Many BYU students like Ramos Thurston could see a raise in their paychecks if a proposed bill in Utah’s Legislature passes. Rep. Lynn Hemingway, D-Millcreek, has filed HB118 — a bill that would raise the minimum wage for tipped employees from $2.13 to $3.25 an hour.
This isn’t the first time Hemingway has introduced a bill that would raise the minimum wage for tipped employees. During the 2017 general session of the Utah Legislature, Hemingway filed HB147, which would have raised minimum wage for tipped employees to $5 an hour. The bill did not pass.
This year, Hemingway has also filed HB117, which would raise the minimum wage for non-tipped employees from $7.25, the federal minimum wage, to $10.25 in 2018 and to $12 by 2022.
“We’re not a bad business, but there are other businesses that we have to compete with,” Ramos Thurston said. “It can be really frustrating when you’re only paid $2.13 an hour and business is slow.”
She said that as other businesses and large chain restaurants build around the Pizza Factory, service slows down, leaving waiters with fewer customers, less in tips and lower paychecks.
For some tipped employees, the hourly wage is inconsequential. Senior Bryan Vosper, who worked as a waiter at P.F. Chang’s for two years, said he typically earned $30 an hour in tips.
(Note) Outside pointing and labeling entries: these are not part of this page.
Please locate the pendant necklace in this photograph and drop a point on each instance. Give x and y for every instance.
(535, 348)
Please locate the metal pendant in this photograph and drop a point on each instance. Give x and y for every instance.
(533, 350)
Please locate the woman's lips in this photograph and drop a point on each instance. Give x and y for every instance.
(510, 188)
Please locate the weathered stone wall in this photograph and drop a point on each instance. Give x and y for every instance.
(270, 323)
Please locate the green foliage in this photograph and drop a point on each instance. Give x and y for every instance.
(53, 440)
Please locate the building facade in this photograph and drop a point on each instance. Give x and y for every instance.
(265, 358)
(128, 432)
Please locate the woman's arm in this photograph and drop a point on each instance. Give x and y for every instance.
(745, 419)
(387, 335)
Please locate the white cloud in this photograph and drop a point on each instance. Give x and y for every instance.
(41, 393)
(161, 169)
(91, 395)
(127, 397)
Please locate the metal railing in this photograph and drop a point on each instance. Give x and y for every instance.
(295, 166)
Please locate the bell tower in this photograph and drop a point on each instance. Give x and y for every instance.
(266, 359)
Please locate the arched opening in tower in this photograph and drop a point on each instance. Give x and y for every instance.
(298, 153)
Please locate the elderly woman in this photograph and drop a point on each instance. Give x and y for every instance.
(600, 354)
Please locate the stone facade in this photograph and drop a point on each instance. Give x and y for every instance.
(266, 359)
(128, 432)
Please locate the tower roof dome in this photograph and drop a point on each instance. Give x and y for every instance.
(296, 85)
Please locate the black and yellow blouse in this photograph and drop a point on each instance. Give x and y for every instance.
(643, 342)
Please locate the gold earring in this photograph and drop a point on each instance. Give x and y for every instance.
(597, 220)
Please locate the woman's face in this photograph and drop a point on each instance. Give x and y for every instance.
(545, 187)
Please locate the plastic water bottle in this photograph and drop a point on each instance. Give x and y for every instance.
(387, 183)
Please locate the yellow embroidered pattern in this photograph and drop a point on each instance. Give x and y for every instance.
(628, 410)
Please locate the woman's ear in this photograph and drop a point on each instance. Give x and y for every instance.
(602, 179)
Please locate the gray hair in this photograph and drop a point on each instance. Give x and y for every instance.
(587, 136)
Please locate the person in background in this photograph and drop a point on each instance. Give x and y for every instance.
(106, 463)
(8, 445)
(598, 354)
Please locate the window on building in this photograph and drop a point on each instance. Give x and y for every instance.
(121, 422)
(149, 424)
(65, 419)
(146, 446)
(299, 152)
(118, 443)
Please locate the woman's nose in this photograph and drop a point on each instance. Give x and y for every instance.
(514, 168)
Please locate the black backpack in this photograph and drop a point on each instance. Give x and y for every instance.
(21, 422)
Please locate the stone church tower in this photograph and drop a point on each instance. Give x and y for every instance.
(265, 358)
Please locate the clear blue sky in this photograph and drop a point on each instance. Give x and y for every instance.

“Most servers that are killing it don’t really notice the difference too much from the $2.13, unless it’s a very slow night,” said Vosper, who is majoring in political science. “A $1 raise isn’t going to make a huge difference, but nobody is going to complain about it.”
BYU economics professor Christian vom Lehn agreed a $1 raise would not dramatically impact the Utah economy.
“We don’t see big effects in small changes of the minimum wage, at least for the first few years,” vom Lehn said.
But for Ramos Thurston, who’s living on a tight budget like many other students, every penny counts.
“Maybe to some people who work in bigger chain restaurants, it may not seem like a big difference,” Thurston said. “But to people like us that have bills to pay and are only making $2.13 an hour, the small change could make a big difference.”